Closed jonmorehouse closed 6 years ago
This is interesting, even more so if one could integrate this with the CLI. One might also want this to cascade down to ones dependencies, so you can regenerate all dependent data as well, but that's a bit scare and one should be careful of course. :)
Yes, thats the eventual goal. I think a good starting point would be adding "cleanup" methods to the various targets.
Just curious. Do you mean a method to delete a target?
Yea. I guess the that complete()
must return False after you've run a cleanup()
method on that task..
For a project, we had a similar requirement, that is to be able to quickly rerun tasks. We ended up writing some wrapper shell/python scripts; among them one that runs a task, one that will return the output of a task, and one that would just rm and then run again. It would be great to have some "redo" functionality support in luigi, though.

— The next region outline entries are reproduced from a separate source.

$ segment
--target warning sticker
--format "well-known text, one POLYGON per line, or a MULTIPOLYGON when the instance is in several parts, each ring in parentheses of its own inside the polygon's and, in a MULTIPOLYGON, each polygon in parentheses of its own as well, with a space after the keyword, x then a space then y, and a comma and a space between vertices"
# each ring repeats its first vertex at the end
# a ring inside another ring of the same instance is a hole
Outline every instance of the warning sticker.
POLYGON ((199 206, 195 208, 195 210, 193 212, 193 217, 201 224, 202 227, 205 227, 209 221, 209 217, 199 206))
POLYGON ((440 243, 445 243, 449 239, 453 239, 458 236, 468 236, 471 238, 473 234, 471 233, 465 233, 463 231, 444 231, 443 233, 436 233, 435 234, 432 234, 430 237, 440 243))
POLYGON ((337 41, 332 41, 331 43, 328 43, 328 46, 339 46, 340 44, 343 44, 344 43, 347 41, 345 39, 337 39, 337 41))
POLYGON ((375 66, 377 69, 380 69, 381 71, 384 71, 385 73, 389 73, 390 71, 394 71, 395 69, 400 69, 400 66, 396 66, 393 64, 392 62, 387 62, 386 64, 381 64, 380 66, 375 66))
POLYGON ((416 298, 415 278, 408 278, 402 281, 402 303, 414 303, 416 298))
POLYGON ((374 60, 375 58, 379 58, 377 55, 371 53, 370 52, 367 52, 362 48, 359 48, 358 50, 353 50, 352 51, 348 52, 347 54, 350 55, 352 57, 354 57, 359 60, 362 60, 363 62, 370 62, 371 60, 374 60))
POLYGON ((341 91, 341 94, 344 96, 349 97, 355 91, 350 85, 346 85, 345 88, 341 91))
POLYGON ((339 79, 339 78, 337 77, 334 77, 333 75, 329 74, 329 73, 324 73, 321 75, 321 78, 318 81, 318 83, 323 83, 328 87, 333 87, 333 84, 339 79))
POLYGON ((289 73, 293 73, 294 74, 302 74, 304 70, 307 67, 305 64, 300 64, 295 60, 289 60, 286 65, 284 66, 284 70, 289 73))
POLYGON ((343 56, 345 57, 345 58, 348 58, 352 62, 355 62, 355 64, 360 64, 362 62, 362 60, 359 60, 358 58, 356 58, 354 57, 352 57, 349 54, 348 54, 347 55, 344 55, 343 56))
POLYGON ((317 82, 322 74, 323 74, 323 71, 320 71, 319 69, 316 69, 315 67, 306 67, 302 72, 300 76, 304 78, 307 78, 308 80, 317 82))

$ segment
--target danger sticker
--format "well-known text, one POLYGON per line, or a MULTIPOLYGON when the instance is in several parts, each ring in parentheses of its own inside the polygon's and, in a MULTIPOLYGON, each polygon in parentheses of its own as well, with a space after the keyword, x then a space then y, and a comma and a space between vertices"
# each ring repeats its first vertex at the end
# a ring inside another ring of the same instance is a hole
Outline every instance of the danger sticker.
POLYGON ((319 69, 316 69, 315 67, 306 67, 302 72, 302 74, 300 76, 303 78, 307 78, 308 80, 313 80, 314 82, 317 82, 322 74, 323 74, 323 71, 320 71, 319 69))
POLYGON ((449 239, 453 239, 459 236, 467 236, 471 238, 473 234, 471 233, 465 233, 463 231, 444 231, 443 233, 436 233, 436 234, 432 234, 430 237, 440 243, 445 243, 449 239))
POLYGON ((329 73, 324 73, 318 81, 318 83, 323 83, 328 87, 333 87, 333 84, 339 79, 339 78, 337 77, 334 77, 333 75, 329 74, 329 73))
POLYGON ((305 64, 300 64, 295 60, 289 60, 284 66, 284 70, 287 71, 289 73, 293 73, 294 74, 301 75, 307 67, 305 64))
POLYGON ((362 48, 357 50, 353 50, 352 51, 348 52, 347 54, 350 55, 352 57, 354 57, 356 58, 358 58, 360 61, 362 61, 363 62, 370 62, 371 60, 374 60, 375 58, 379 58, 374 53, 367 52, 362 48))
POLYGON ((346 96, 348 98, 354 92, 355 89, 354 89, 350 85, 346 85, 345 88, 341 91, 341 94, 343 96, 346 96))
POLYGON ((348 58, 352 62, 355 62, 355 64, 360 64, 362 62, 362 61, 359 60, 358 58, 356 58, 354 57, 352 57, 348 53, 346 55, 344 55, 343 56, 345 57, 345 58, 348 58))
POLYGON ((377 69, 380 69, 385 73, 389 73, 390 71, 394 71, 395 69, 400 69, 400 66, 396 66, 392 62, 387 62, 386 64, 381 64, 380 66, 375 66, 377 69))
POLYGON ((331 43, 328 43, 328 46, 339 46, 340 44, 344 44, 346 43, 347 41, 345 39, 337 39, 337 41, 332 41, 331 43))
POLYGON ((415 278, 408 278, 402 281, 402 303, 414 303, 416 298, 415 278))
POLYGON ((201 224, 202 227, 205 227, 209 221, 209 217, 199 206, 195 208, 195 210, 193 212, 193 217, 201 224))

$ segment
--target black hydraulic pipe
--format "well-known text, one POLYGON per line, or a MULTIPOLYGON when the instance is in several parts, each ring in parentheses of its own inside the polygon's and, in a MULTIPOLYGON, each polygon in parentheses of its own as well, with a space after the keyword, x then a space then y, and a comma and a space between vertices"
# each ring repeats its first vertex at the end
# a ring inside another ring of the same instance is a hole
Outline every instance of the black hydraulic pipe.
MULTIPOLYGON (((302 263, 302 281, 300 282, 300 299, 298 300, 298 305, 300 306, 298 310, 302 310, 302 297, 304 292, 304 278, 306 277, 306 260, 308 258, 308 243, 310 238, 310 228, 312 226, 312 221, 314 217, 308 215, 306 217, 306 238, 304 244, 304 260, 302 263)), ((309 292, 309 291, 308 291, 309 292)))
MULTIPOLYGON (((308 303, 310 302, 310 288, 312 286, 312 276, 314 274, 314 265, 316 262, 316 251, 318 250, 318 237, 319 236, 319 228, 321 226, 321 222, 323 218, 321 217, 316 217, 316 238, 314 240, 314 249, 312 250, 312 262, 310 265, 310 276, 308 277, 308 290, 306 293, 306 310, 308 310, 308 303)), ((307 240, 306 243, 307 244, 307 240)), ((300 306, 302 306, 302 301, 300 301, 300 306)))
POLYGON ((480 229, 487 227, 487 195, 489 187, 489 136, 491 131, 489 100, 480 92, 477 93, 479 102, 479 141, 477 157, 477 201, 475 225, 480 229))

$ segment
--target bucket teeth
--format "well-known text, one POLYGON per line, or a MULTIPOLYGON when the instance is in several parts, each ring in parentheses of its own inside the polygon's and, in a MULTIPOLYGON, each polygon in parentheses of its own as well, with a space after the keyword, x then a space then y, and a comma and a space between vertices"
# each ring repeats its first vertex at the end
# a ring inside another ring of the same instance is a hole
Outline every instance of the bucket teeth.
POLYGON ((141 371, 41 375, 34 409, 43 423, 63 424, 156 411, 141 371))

Hm.. intersting. Would be nice to have a notion of a task that can not repeat it’s output. So with this ‘rerun’ concept we can run the whole pipeline again from the beginning redoing everything except those tasks.
I know that luigi has ExternalTask but from my understanding it is something different. It relies on something else to produce a resource.
On 18 Jan 2015, at 23:47, Martin Czygan notifications@github.com wrote:
For a project, we had a similar requirement, that is to be able to quickly rerun tasks. We ended up writing some wrapper shell/python scripts https://github.com/miku/siskin/tree/ae34a5f7580308726e8650b4a4978b4d8b64fe85/bin; among them one that runs a task https://github.com/miku/siskin/blob/ae34a5f7580308726e8650b4a4978b4d8b64fe85/bin/taskdo, one that will return the output https://github.com/miku/siskin/blob/ae34a5f7580308726e8650b4a4978b4d8b64fe85/bin/taskoutput of a task, and one that would just rm https://github.com/miku/siskin/blob/ae34a5f7580308726e8650b4a4978b4d8b64fe85/bin/taskrm and then run again https://github.com/miku/siskin/blob/ae34a5f7580308726e8650b4a4978b4d8b64fe85/bin/taskredo. It would be great to have some "redo" functionality support in luigi, though.
— Reply to this email directly or view it on GitHub https://github.com/spotify/luigi/issues/595#issuecomment-70430326.
As a new user to Luigi, I found it nice that the Luigi execution logic is dead-simple; tasks are idempotent so if the target is there it won't run. This is consistent with its philosophy that triggering the tasks is not part of the features. I'd say the more features you add to Luigi the harder it will be to learn it -- it already required a very steep learning curve because the docs and examples are very simplistic.
Thanks for your feedback @younes-abouelnagah. I do agree with you that we should keep these kind of features off from the core of luigi logic.
By the way, it would be awesome if you would add any docs that you find are missing @younes-abouelnagah :)
I would like a recreate call too, you could subclass a Task to take a recreate Parameter (default False) which overrides the complete() method....
For anyone finding there way here looking for an example, this might solve your needs (adjust for Py2 if needed):
class ForceableTask(luigi.Task):
force = luigi.BoolParameter(significant=False, default=False)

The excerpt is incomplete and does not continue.